Siti juga mendorong penyempurnaan sistem pemilu menuju satu formula campuran yang memungkinkan aspek representatif dan akuntabilitas berjalan beriringan.
Menurut Siti, format pemilu yang saat ini sedang diimplementasikan di Indonesia dapat menjadi lebih baik, apabila dalam prosesnya lebih diperlihatkan dialog atau perdebatan serius antar-kandidat tentang agenda bangsa ke depan.

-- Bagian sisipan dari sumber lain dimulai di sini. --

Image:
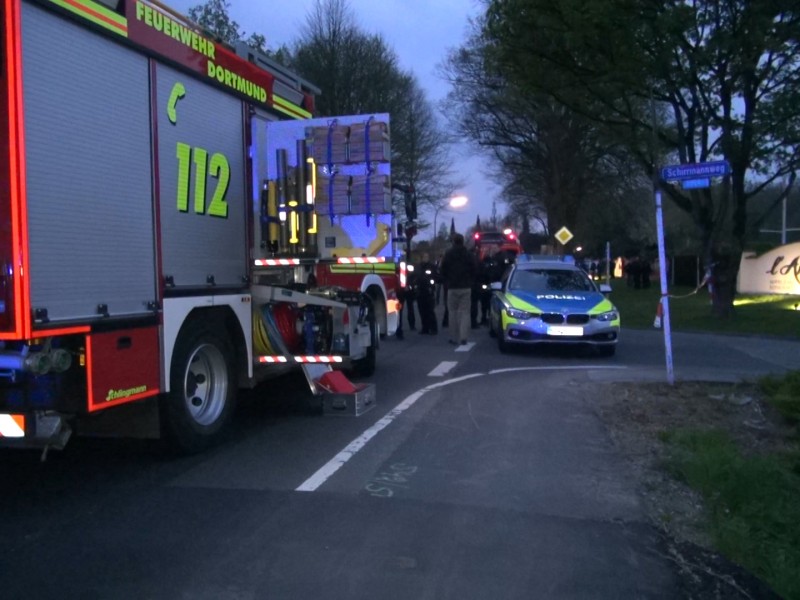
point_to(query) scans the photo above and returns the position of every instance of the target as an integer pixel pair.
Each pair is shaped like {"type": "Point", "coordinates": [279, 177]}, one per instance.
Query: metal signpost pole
{"type": "Point", "coordinates": [662, 270]}
{"type": "Point", "coordinates": [692, 176]}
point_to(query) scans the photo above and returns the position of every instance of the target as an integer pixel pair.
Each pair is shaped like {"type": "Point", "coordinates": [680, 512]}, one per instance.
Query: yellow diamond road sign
{"type": "Point", "coordinates": [564, 235]}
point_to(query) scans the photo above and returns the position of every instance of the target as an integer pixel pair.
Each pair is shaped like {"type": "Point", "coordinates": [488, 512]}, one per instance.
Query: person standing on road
{"type": "Point", "coordinates": [458, 271]}
{"type": "Point", "coordinates": [427, 278]}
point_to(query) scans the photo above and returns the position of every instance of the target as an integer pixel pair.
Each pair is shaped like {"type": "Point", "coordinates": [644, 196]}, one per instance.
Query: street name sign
{"type": "Point", "coordinates": [694, 184]}
{"type": "Point", "coordinates": [695, 171]}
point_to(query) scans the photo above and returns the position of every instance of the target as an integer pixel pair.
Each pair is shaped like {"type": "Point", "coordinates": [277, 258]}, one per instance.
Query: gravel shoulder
{"type": "Point", "coordinates": [637, 414]}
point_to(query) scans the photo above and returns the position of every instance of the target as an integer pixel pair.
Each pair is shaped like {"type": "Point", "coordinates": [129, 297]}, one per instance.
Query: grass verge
{"type": "Point", "coordinates": [761, 315]}
{"type": "Point", "coordinates": [752, 501]}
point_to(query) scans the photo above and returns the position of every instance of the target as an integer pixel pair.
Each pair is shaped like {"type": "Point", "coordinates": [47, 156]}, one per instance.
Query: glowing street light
{"type": "Point", "coordinates": [454, 202]}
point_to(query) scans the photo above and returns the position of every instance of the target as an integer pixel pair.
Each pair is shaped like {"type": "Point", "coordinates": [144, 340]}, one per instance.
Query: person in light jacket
{"type": "Point", "coordinates": [458, 271]}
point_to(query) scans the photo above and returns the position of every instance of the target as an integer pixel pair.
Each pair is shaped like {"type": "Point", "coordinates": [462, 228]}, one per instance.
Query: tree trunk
{"type": "Point", "coordinates": [724, 272]}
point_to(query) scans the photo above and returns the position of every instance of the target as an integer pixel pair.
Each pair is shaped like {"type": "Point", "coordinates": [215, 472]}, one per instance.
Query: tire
{"type": "Point", "coordinates": [202, 389]}
{"type": "Point", "coordinates": [365, 367]}
{"type": "Point", "coordinates": [609, 350]}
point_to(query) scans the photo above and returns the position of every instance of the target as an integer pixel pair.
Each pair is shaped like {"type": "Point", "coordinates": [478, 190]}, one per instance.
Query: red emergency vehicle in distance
{"type": "Point", "coordinates": [489, 243]}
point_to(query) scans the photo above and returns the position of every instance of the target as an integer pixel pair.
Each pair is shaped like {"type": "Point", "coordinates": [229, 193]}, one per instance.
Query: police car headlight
{"type": "Point", "coordinates": [518, 314]}
{"type": "Point", "coordinates": [611, 315]}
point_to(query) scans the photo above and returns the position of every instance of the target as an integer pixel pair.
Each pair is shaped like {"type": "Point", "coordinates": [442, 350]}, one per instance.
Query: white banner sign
{"type": "Point", "coordinates": [776, 272]}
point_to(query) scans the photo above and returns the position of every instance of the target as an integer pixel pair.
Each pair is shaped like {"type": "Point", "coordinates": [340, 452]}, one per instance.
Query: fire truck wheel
{"type": "Point", "coordinates": [202, 386]}
{"type": "Point", "coordinates": [365, 367]}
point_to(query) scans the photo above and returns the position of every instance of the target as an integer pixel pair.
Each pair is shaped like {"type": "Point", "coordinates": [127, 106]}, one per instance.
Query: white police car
{"type": "Point", "coordinates": [549, 300]}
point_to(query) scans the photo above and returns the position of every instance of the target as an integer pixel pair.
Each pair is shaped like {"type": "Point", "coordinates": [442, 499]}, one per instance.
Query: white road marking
{"type": "Point", "coordinates": [337, 462]}
{"type": "Point", "coordinates": [443, 368]}
{"type": "Point", "coordinates": [334, 464]}
{"type": "Point", "coordinates": [564, 368]}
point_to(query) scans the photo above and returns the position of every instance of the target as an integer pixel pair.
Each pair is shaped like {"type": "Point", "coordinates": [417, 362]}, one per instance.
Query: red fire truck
{"type": "Point", "coordinates": [174, 225]}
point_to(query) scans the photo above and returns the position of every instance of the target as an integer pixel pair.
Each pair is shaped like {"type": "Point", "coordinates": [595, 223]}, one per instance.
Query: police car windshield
{"type": "Point", "coordinates": [550, 280]}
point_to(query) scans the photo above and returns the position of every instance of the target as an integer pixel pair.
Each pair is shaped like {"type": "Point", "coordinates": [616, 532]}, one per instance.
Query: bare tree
{"type": "Point", "coordinates": [358, 73]}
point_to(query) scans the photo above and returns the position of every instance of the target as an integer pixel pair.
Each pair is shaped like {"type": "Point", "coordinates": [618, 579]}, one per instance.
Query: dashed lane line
{"type": "Point", "coordinates": [337, 462]}
{"type": "Point", "coordinates": [443, 368]}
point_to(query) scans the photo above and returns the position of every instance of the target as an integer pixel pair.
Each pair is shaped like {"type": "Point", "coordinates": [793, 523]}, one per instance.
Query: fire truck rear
{"type": "Point", "coordinates": [175, 226]}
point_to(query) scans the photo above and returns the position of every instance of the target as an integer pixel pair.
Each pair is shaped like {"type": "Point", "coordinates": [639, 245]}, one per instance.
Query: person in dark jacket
{"type": "Point", "coordinates": [426, 279]}
{"type": "Point", "coordinates": [459, 271]}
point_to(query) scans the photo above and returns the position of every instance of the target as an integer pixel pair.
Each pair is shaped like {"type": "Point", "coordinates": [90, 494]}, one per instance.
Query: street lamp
{"type": "Point", "coordinates": [454, 202]}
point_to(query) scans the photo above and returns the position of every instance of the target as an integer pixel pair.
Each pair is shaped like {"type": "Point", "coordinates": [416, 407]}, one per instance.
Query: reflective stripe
{"type": "Point", "coordinates": [386, 269]}
{"type": "Point", "coordinates": [301, 359]}
{"type": "Point", "coordinates": [360, 260]}
{"type": "Point", "coordinates": [318, 359]}
{"type": "Point", "coordinates": [277, 262]}
{"type": "Point", "coordinates": [12, 426]}
{"type": "Point", "coordinates": [272, 359]}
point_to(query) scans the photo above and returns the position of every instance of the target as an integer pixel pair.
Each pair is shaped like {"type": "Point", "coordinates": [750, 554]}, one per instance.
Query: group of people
{"type": "Point", "coordinates": [465, 280]}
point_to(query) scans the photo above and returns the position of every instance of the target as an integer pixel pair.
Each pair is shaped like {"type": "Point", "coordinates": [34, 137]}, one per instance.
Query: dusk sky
{"type": "Point", "coordinates": [419, 31]}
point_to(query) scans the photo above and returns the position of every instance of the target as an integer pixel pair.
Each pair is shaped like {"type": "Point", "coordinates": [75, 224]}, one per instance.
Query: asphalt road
{"type": "Point", "coordinates": [477, 475]}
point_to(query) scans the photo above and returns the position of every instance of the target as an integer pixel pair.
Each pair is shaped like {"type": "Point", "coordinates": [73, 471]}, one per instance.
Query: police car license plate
{"type": "Point", "coordinates": [565, 330]}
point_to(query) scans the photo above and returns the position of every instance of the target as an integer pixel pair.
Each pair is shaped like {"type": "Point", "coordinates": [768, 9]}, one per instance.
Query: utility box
{"type": "Point", "coordinates": [350, 404]}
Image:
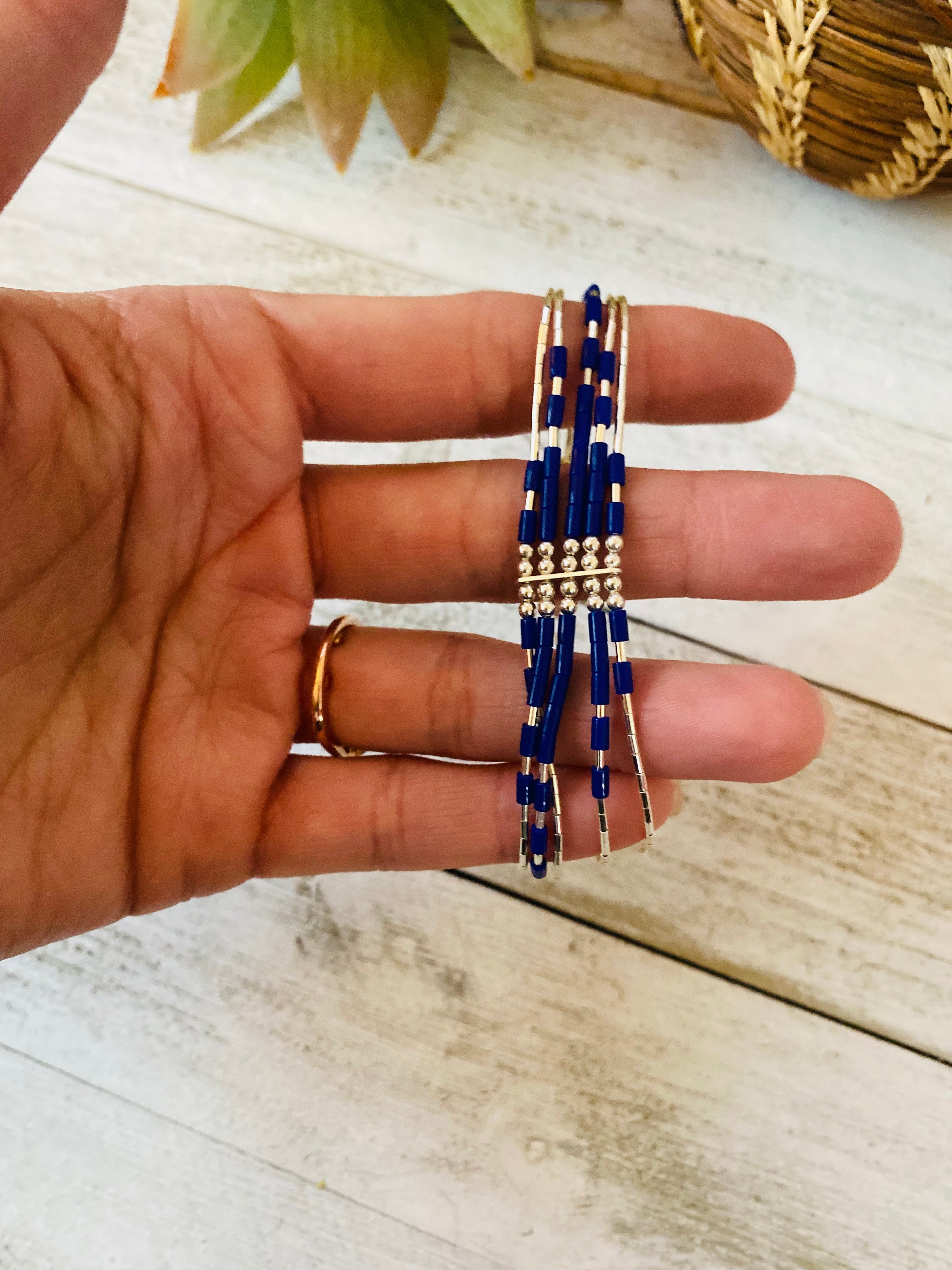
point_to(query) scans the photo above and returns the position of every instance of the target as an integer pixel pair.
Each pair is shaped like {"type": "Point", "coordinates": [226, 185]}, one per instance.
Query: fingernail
{"type": "Point", "coordinates": [677, 801]}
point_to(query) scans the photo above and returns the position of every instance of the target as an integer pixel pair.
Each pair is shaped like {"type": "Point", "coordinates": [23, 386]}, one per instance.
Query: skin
{"type": "Point", "coordinates": [163, 545]}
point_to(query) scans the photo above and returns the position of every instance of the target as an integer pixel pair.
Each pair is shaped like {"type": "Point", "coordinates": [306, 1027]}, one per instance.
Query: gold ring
{"type": "Point", "coordinates": [315, 695]}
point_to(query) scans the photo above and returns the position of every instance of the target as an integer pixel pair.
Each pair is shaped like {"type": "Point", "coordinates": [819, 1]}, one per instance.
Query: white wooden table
{"type": "Point", "coordinates": [730, 1053]}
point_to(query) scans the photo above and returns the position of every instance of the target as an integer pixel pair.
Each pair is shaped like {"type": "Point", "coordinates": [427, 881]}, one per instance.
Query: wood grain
{"type": "Point", "coordinates": [89, 1180]}
{"type": "Point", "coordinates": [527, 185]}
{"type": "Point", "coordinates": [531, 1091]}
{"type": "Point", "coordinates": [832, 890]}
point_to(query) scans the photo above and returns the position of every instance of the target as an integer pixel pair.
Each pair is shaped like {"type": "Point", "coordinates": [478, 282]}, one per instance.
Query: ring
{"type": "Point", "coordinates": [315, 691]}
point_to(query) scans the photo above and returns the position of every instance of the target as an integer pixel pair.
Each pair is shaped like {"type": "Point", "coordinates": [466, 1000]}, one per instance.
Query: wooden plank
{"type": "Point", "coordinates": [494, 1075]}
{"type": "Point", "coordinates": [88, 1180]}
{"type": "Point", "coordinates": [833, 888]}
{"type": "Point", "coordinates": [527, 185]}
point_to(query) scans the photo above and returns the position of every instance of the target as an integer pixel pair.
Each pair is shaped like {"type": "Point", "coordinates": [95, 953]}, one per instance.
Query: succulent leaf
{"type": "Point", "coordinates": [414, 68]}
{"type": "Point", "coordinates": [338, 45]}
{"type": "Point", "coordinates": [212, 41]}
{"type": "Point", "coordinates": [504, 28]}
{"type": "Point", "coordinates": [221, 108]}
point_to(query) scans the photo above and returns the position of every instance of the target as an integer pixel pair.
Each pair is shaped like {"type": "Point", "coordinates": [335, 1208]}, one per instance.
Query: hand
{"type": "Point", "coordinates": [163, 545]}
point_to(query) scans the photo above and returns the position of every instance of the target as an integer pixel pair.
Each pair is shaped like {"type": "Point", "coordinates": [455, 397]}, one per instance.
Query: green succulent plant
{"type": "Point", "coordinates": [235, 53]}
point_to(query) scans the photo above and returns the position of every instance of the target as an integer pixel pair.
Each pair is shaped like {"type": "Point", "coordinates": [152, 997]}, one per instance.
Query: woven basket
{"type": "Point", "coordinates": [856, 93]}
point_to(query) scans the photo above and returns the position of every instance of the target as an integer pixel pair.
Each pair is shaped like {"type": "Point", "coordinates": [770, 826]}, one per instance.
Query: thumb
{"type": "Point", "coordinates": [50, 53]}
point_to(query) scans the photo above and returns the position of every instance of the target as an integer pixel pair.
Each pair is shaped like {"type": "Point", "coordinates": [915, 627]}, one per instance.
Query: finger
{"type": "Point", "coordinates": [462, 366]}
{"type": "Point", "coordinates": [50, 55]}
{"type": "Point", "coordinates": [462, 696]}
{"type": "Point", "coordinates": [447, 533]}
{"type": "Point", "coordinates": [334, 816]}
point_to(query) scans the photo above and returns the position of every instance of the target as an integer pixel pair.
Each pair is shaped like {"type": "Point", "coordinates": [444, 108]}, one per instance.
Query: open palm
{"type": "Point", "coordinates": [163, 545]}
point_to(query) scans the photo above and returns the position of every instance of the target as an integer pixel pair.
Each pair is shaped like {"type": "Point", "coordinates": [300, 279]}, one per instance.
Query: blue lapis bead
{"type": "Point", "coordinates": [555, 411]}
{"type": "Point", "coordinates": [529, 526]}
{"type": "Point", "coordinates": [600, 783]}
{"type": "Point", "coordinates": [600, 733]}
{"type": "Point", "coordinates": [525, 788]}
{"type": "Point", "coordinates": [619, 625]}
{"type": "Point", "coordinates": [604, 412]}
{"type": "Point", "coordinates": [598, 628]}
{"type": "Point", "coordinates": [589, 353]}
{"type": "Point", "coordinates": [624, 680]}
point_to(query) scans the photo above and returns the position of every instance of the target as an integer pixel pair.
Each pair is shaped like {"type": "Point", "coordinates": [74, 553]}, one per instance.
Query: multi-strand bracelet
{"type": "Point", "coordinates": [592, 470]}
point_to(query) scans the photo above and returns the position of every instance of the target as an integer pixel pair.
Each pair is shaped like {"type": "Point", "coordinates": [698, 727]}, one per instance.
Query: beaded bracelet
{"type": "Point", "coordinates": [591, 470]}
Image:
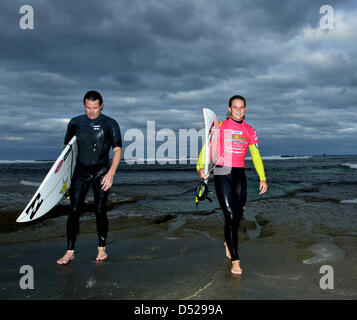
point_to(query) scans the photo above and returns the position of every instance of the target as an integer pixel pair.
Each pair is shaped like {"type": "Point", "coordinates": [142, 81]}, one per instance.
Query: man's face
{"type": "Point", "coordinates": [92, 108]}
{"type": "Point", "coordinates": [237, 110]}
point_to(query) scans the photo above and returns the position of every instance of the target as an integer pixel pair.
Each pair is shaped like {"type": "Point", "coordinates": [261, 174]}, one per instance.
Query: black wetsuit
{"type": "Point", "coordinates": [231, 190]}
{"type": "Point", "coordinates": [94, 138]}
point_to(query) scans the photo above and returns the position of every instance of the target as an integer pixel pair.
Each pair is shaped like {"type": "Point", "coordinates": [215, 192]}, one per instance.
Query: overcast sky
{"type": "Point", "coordinates": [163, 61]}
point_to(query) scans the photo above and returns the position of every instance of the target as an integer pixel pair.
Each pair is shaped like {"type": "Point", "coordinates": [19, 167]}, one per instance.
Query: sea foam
{"type": "Point", "coordinates": [350, 165]}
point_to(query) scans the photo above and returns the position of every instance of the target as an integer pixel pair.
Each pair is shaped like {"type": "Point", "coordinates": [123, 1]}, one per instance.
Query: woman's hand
{"type": "Point", "coordinates": [201, 172]}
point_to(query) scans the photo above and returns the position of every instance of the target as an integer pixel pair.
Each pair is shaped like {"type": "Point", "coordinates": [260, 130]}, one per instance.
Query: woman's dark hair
{"type": "Point", "coordinates": [236, 97]}
{"type": "Point", "coordinates": [92, 96]}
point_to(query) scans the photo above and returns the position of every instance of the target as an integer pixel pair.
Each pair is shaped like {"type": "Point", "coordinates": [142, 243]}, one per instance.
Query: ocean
{"type": "Point", "coordinates": [147, 190]}
{"type": "Point", "coordinates": [161, 246]}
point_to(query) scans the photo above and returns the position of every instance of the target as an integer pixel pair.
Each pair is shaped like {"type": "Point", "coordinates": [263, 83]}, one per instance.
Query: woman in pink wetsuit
{"type": "Point", "coordinates": [229, 176]}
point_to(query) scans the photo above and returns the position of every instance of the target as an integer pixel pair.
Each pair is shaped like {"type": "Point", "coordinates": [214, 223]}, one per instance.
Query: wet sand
{"type": "Point", "coordinates": [181, 258]}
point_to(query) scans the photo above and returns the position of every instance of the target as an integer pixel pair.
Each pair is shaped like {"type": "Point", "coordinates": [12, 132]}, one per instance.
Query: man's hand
{"type": "Point", "coordinates": [107, 181]}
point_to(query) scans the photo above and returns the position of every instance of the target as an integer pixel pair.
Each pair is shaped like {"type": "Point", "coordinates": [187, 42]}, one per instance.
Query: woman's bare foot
{"type": "Point", "coordinates": [101, 254]}
{"type": "Point", "coordinates": [236, 269]}
{"type": "Point", "coordinates": [68, 256]}
{"type": "Point", "coordinates": [228, 255]}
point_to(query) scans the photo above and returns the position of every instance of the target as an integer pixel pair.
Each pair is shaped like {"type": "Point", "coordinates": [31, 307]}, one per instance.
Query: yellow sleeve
{"type": "Point", "coordinates": [201, 159]}
{"type": "Point", "coordinates": [257, 161]}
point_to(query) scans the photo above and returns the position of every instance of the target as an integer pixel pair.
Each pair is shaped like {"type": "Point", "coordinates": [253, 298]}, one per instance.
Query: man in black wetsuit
{"type": "Point", "coordinates": [96, 135]}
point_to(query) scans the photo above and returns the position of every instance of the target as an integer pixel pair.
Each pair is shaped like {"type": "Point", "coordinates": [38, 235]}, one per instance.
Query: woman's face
{"type": "Point", "coordinates": [237, 110]}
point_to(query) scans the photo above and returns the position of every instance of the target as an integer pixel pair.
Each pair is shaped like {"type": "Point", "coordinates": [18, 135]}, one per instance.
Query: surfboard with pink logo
{"type": "Point", "coordinates": [54, 186]}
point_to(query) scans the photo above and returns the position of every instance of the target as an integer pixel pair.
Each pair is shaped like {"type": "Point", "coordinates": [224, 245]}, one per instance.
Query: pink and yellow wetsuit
{"type": "Point", "coordinates": [235, 138]}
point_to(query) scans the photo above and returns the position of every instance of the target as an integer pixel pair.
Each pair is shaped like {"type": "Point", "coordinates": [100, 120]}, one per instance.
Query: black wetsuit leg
{"type": "Point", "coordinates": [231, 190]}
{"type": "Point", "coordinates": [100, 198]}
{"type": "Point", "coordinates": [78, 191]}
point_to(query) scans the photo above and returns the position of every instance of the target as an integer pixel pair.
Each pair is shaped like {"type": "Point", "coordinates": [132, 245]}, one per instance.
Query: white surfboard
{"type": "Point", "coordinates": [211, 132]}
{"type": "Point", "coordinates": [54, 186]}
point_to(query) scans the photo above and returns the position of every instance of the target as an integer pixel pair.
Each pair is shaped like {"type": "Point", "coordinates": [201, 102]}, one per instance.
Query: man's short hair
{"type": "Point", "coordinates": [92, 96]}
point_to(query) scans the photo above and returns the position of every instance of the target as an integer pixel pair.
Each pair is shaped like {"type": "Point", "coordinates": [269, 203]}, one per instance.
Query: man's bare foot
{"type": "Point", "coordinates": [236, 269]}
{"type": "Point", "coordinates": [228, 255]}
{"type": "Point", "coordinates": [68, 256]}
{"type": "Point", "coordinates": [101, 254]}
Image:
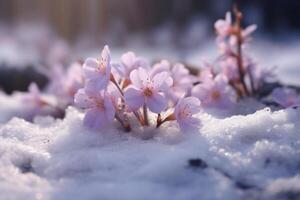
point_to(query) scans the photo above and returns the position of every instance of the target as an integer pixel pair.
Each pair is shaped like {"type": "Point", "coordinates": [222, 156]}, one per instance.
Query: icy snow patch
{"type": "Point", "coordinates": [251, 157]}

“Perdebatan tentang arah dan strategi kebijakan seperti apa yang ditawarkan oleh para kandidat dalam memajukan daerah atau negara,” tutur Siti.
Dengan memaksimalkan perdebatan, menurut Siti, masyarakat dapat melihat kapabilitas dan akuntabilitas para kandidat pemimpin yang akan dipilih. (Red/Dem)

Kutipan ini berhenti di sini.